What we don't yet know, of course, is how this all comes about and why. There's an awfully long way to go before we reach that heart-rending moment when a distraught Juliet will stab herself to death upon finding the corpse of her beloved Romeo. That gives Shakespeare plenty of time to devise a suitably intriguing and convoluted plot that brings the star-crossed lovers together forever, but only in death.
It's a measure of The Bard's considerable skills as a dramatist that we're emotionally invested in Romeo and Juliet, even though we know of their tragic fate. There always seems to be the faintest hope that maybe, just maybe, the two young love-birds will avoid their unhappy fate. That such hope exists at all is a testament to the immense skill with which Shakespeare draws his two main characters and of the rich, intriguing plot in which he embroils them.
We learn in the Prologue to Romeo and Juliet, delivered by the Chorus, that the love affair that blossoms between the title characters will not end happily for them:
A pair of star-cross'd lovers take their life;
Whose misadventure's piteous overthrows
Doth, with their death, bury their parents’ strife.
"Star-cross'd" here means something more than "unlucky." It basically means that Romeo and Juliet are doomed to die by fate. So their destiny is to meet, to fall in love, and to die as a result of their love. At the same time, their deaths will "bury their parents' strife." In other words, the feuding Capulets and Montagues will be reconciled by their grief. It took the deaths of these two young lovers to make them realize how destructive their mutual hatred really was.

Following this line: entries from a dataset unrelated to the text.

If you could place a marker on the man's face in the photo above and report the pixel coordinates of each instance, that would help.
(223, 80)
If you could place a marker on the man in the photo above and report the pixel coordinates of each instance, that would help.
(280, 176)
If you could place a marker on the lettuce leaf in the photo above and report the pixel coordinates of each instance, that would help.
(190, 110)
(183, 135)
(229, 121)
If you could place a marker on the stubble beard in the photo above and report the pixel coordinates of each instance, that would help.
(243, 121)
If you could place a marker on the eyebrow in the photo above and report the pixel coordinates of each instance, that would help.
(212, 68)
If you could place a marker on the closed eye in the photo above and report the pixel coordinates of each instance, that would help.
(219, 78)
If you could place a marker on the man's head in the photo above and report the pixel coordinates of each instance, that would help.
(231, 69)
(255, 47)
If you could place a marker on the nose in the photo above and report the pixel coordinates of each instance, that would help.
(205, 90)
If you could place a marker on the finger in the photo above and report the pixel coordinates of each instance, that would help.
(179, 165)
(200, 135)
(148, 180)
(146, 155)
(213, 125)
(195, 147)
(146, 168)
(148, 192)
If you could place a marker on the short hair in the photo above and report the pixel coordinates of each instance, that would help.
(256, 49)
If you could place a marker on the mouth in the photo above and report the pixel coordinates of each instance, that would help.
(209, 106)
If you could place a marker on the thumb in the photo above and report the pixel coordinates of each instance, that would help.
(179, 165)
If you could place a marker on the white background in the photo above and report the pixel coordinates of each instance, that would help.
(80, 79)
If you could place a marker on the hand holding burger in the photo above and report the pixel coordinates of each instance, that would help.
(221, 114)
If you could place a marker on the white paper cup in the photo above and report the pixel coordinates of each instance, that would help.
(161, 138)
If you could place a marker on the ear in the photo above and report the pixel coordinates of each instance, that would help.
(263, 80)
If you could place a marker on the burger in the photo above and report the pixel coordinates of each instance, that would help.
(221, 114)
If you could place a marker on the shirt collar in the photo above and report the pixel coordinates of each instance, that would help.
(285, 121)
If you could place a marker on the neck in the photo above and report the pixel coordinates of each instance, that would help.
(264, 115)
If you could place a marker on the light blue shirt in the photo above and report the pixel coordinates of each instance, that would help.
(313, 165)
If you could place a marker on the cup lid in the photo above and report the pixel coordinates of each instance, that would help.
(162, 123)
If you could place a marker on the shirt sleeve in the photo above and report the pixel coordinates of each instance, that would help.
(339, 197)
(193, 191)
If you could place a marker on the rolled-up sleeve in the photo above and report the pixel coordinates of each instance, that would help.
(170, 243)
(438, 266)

Some might think that discovering that the two lovers are destined to die in the Prologue lessens the suspense of the play. But it also creates a sense of dramatic irony that is absolutely heartbreaking. Romeo and Juliet's love is tender, genuine, and eloquently expressed, and knowing that it is doomed makes their declarations of love and of hope all the more poignant. We know that they cannot escape their destiny, yet we find ourselves rooting for them until they meet their tragic end together.